A Burger King and an express car wash are expected to be constructed near Lewiston’s new high school in coming months in what could be the first of a throng of ventures to benefit from the project.

The city of Lewiston is reviewing building permit applications for the restaurant in the 200 block of Thain Road, and the car wash just a couple blocks away on a vacant lot near El Sombrero Mexican restaurant, where a used car lot and house once were, said city building official John Smith.

The Burger King site is being developed by a California company called Love in an Elevator and has additional commercial space in a proposed separate building that doesn’t yet have tenants assigned.

Similarly, the car wash plans, which were submitted by Lewiston construction contractor Steve Carlton, show a spot for an eatery that hasn’t been named.

Discussions are underway with a fast-food restaurant, Carlton said. “I’m not at liberty to say who I’m talking to at this point.”

Land he owned adjacent to the car wash site was sold to Idaho Central Credit Union, but Carlton said he doesn’t know what the plans of that financial institution are.

The credit union is known in this area for its $10 million contribution to the University of Idaho basketball arena that gave it naming rights to the facility.

Credit union spokeswoman Laura Smith declined to answer questions about her employer’s Lewiston property purchase or when its Moscow branch may be completed. Work on the Palouse office was slowed by an unanticipated $1.5 million cleanup of underground fuel tanks; no opening date has been announced.

In Lewiston, 1,350 students are expected to be enrolled at its $60 million, 206,000-square-foot high school when it opens this fall.

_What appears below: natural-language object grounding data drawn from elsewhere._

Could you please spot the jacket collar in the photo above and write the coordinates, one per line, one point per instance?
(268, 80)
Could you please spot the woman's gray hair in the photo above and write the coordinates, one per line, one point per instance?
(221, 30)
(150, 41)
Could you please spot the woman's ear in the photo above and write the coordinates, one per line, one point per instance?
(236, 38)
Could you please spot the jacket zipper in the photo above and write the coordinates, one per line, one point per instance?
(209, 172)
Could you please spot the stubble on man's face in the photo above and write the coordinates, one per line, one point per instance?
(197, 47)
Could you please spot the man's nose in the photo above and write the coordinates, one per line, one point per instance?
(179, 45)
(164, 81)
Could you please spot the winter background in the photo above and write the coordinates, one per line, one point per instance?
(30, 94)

That figure doesn’t include the high school’s staff or the students and employees of Lewis-Clark State College’s Schweitzer Career and Technical Education Center next door.

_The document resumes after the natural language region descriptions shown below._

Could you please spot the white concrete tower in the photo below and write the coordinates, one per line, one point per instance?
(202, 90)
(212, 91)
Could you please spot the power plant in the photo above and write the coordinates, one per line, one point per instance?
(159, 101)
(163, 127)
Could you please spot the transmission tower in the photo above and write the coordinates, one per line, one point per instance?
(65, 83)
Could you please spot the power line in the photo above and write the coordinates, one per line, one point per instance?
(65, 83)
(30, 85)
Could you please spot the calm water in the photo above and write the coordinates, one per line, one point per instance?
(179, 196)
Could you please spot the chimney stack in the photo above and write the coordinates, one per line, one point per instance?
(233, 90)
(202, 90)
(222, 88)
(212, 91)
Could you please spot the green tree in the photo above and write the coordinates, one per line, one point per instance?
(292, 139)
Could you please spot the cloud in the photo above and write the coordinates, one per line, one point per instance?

Besides students and employees, the campus will be frequented by spectators of LHS’ volleyball, basketball, tennis and wrestling matches. Those sports are moving to the new high school this year and will be followed by football, softball, soccer and track in a few years.

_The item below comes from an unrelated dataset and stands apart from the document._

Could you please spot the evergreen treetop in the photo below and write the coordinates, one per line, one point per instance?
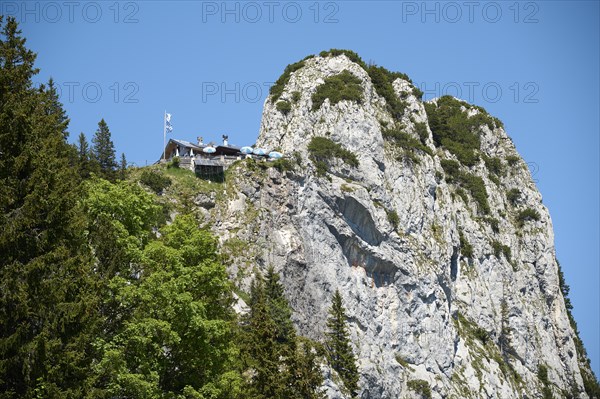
(338, 345)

That increase in activity will likely draw other businesses, Smith said.

“I believe we’re going to see more,” he said. “It’s meeting the needs of the high school and other students in the area.”

How the spending habits of students will change won’t be known until the high school debuts.

Students will be able to leave campus at lunch, as they can now, though administrators are hoping more students choose to stay on the grounds because of food service upgrades, said LHS Principal Kevin Driskill.

“Sometimes if you close campus, it can be a challenge of trying to play catch,” said Lewiston Superintendent Bob Donaldson.

The present cafeteria seats 300 and has no exterior windows. Many students drive to McDonald’s, Dairy Queen and Little Caesars pizza to buy lunch, partly because they have low prices, Driskill said.

McDonald’s has a location in the Lewiston Orchards near the new high school, but the other two don’t.

The cafeteria at the new high school can fit 450 students and another 100 in a nearby commons area. Numerous windows look out onto an outside courtyard with space for 180 people.

The eating area is designed in a food court style and will have features such as a daily salad bar, which aren’t available now, Donaldson said.

For students who still opt for fast food, the Lewiston Orchards has limited options, Carlton said.

“I know that’s why those people want to put (restaurants) in,” he said.